Carmiesha Cox

Personal information
- Nationality: Bahamas
- Born: 16 May 1995 (age 31) The Bahamas

Sport
- Sport: Running
- Events: 100 metres, 200 metres,

Medal record
Women's athletics
Representing the Bahamas
Pan American Junior Championships
| Gold medal – first place | 2011 Miramar | 4×100 m relay |
CAC Junior Championships (Youth)
| Gold medal – first place | 2012 San Salvador | 100 m |
| Silver medal – second place | 2012 San Salvador | 200 m |
| Silver medal – second place | 2012 San Salvador | 4×100 m relay |
CARIFTA Games (Junior)
| Gold medal – first place | 2012 Hamilton | 4×100 m relay |
| Gold medal – first place | 2013 Nassau | 4×100 m relay |
| Silver medal – second place | 2012 Hamilton | 100 m |
| Silver medal – second place | 2013 Nassau | 100 m |
| Bronze medal – third place | 2013 Nassau | 200 m |
CARIFTA Games (Youth)
| Gold medal – first place | 2011 Montego Bay | 200 m |
| Silver medal – second place | 2011 Montego Bay | 4×100 m relay |

= Carmiesha Cox =

Bahamian sprinter and hurdler

Carmiesha Cox (born 16 May 1995) is a Bahamian sprinter and hurdler who attended Purdue University.
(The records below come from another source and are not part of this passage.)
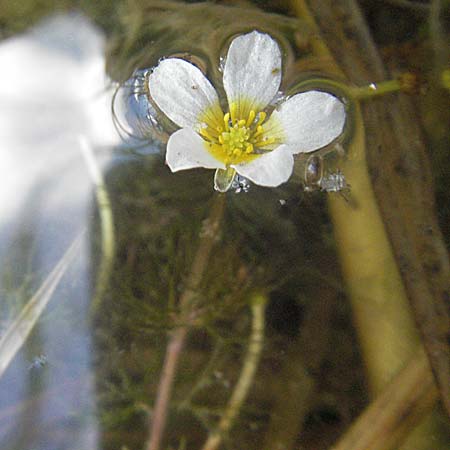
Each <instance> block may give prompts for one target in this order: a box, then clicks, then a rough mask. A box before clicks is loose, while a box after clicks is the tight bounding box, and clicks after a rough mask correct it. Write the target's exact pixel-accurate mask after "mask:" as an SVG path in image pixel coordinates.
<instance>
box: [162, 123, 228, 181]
mask: <svg viewBox="0 0 450 450" xmlns="http://www.w3.org/2000/svg"><path fill="white" fill-rule="evenodd" d="M166 163H167V165H168V166H169V167H170V170H171V171H172V172H177V171H178V170H186V169H193V168H195V167H205V168H206V169H218V168H220V169H224V168H225V165H224V164H223V163H222V162H220V161H219V160H217V159H216V158H214V156H212V155H211V154H210V153H209V152H208V150H207V149H206V144H205V141H204V140H203V139H202V138H201V137H200V136H199V135H198V134H197V133H196V132H195V131H194V130H192V129H191V128H182V129H181V130H178V131H176V132H175V133H174V134H172V135H171V136H170V138H169V142H168V143H167V152H166Z"/></svg>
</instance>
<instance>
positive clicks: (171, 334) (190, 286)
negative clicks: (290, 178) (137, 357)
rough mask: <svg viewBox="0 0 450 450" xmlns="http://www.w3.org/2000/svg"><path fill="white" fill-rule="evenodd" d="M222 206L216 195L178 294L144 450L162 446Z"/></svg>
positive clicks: (222, 195) (217, 227) (220, 199)
mask: <svg viewBox="0 0 450 450" xmlns="http://www.w3.org/2000/svg"><path fill="white" fill-rule="evenodd" d="M224 206H225V197H224V196H223V195H218V196H217V197H216V199H215V202H214V204H213V206H212V208H211V212H210V215H209V217H208V218H207V219H206V220H205V221H204V222H203V228H202V232H201V235H200V242H199V246H198V249H197V252H196V254H195V256H194V261H193V264H192V269H191V272H190V274H189V277H188V280H187V285H186V289H185V290H184V292H183V293H182V294H181V297H180V302H179V305H180V316H181V319H182V320H181V321H180V322H181V323H183V325H181V326H179V327H178V328H176V329H175V330H173V332H172V333H171V335H170V337H169V343H168V345H167V350H166V355H165V358H164V363H163V369H162V372H161V376H160V380H159V386H158V391H157V394H156V402H155V407H154V410H153V414H152V419H151V424H150V439H149V441H148V443H147V446H146V450H159V448H160V445H161V440H162V437H163V434H164V429H165V427H166V422H167V412H168V408H169V402H170V398H171V394H172V388H173V384H174V381H175V375H176V371H177V367H178V362H179V359H180V355H181V352H182V350H183V347H184V343H185V341H186V336H187V334H188V332H189V329H190V326H189V323H190V322H192V320H193V319H194V315H195V314H194V311H192V306H193V303H194V301H195V299H196V297H197V290H198V288H199V285H200V282H201V280H202V278H203V275H204V273H205V269H206V267H207V264H208V261H209V258H210V255H211V251H212V248H213V246H214V244H215V242H216V241H217V236H218V230H219V227H220V223H221V221H222V217H223V212H224Z"/></svg>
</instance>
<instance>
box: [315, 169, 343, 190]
mask: <svg viewBox="0 0 450 450" xmlns="http://www.w3.org/2000/svg"><path fill="white" fill-rule="evenodd" d="M319 185H320V189H321V190H322V191H325V192H342V191H348V190H349V189H350V185H348V184H347V181H346V180H345V176H344V174H343V173H342V172H341V171H340V170H337V171H336V172H331V173H328V174H327V175H326V176H324V177H322V179H321V180H320V183H319Z"/></svg>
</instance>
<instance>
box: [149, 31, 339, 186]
mask: <svg viewBox="0 0 450 450" xmlns="http://www.w3.org/2000/svg"><path fill="white" fill-rule="evenodd" d="M281 72H282V58H281V51H280V48H279V46H278V44H277V43H276V41H275V40H274V39H272V38H271V37H270V36H269V35H268V34H264V33H260V32H258V31H253V32H251V33H248V34H245V35H241V36H238V37H236V38H235V39H234V40H233V41H232V42H231V45H230V47H229V49H228V54H227V58H226V62H225V65H224V70H223V86H224V89H225V93H226V96H227V102H228V111H227V112H226V113H223V110H222V108H221V105H220V102H219V97H218V95H217V92H216V90H215V89H214V87H213V86H212V85H211V83H210V82H209V80H208V79H207V78H206V77H205V76H204V75H203V73H202V72H201V71H200V69H198V68H197V67H196V66H194V65H193V64H191V63H190V62H188V61H185V60H183V59H179V58H168V59H164V60H162V61H161V62H160V63H159V65H158V66H157V67H156V68H155V69H154V70H153V72H152V73H151V75H150V76H149V92H150V95H151V97H152V99H153V101H154V102H155V103H156V105H157V106H158V107H159V108H160V109H161V111H162V112H163V113H164V114H165V115H166V116H167V117H168V118H169V119H170V120H172V121H173V122H174V123H175V124H176V125H178V126H179V127H181V129H180V130H177V131H176V132H175V133H173V134H172V135H171V136H170V138H169V141H168V143H167V153H166V162H167V164H168V165H169V167H170V169H171V170H172V171H173V172H176V171H178V170H185V169H191V168H195V167H204V168H208V169H217V170H216V176H215V188H216V189H217V190H219V191H226V190H228V189H229V187H230V186H231V184H232V182H233V179H234V177H235V175H236V172H237V173H238V174H239V175H241V176H243V177H246V178H248V179H250V180H251V181H253V182H254V183H256V184H259V185H261V186H271V187H275V186H278V185H280V184H282V183H284V182H286V181H287V180H288V179H289V178H290V176H291V174H292V171H293V166H294V158H293V155H295V154H297V153H308V152H312V151H314V150H317V149H319V148H321V147H324V146H325V145H327V144H329V143H330V142H332V141H333V140H334V139H335V138H336V137H338V136H339V135H340V134H341V133H342V130H343V127H344V124H345V119H346V113H345V107H344V105H343V103H342V102H341V101H340V100H339V99H337V98H336V97H335V96H333V95H331V94H328V93H325V92H319V91H314V90H313V91H308V92H302V93H299V94H296V95H294V96H292V97H290V98H288V99H287V100H286V101H284V102H283V103H281V105H280V106H279V107H277V108H276V109H274V110H273V112H272V114H271V115H270V117H269V118H268V117H267V116H268V114H267V109H268V107H269V106H270V105H271V102H272V101H273V99H274V98H275V97H276V96H277V93H278V89H279V87H280V83H281ZM266 119H267V120H266Z"/></svg>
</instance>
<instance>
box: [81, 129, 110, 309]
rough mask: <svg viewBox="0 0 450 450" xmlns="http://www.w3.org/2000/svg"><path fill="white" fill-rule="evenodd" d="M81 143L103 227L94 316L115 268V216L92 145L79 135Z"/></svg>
mask: <svg viewBox="0 0 450 450" xmlns="http://www.w3.org/2000/svg"><path fill="white" fill-rule="evenodd" d="M79 143H80V149H81V154H82V156H83V158H84V160H85V162H86V166H87V168H88V171H89V175H90V177H91V180H92V182H93V184H94V185H95V198H96V201H97V207H98V212H99V216H100V227H101V240H102V241H101V256H100V266H99V269H98V276H97V282H96V286H95V292H94V295H93V297H92V302H91V311H92V313H93V314H92V316H94V315H95V312H96V311H97V310H98V307H99V306H100V302H101V300H102V298H103V294H104V293H105V290H106V288H107V286H108V280H109V277H110V275H111V271H112V268H113V263H114V254H115V249H116V243H115V230H114V218H113V213H112V207H111V201H110V198H109V194H108V190H107V189H106V185H105V181H104V179H103V175H102V172H101V169H100V167H99V165H98V163H97V161H96V159H95V156H94V152H93V150H92V146H91V144H90V143H89V142H88V141H87V139H86V138H85V137H84V136H80V137H79Z"/></svg>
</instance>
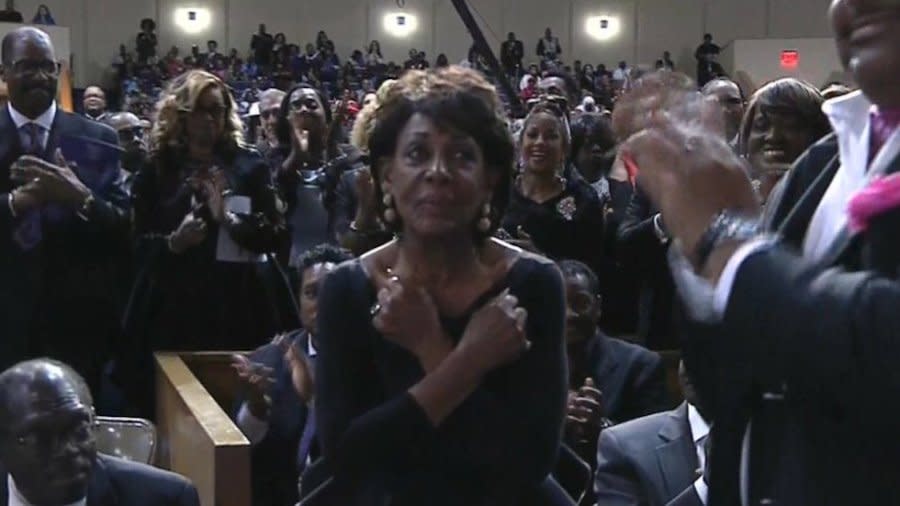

She was part of a gold medal-winning Bahamian team at the 2011 Pan American Junior Athletics Championships. She also ran the third leg of the 4x400 metres Relay at the 2016 Olympic Games.

==Early life==
Carmiesha Arecta Anna Cox was born to Carmen and Dwight Cox. She has four siblings - three older brothers and one older sister. Cox attended high school at Aquinas College. She later attended Purdue University, from 2014 to 2018, where she majored in business management.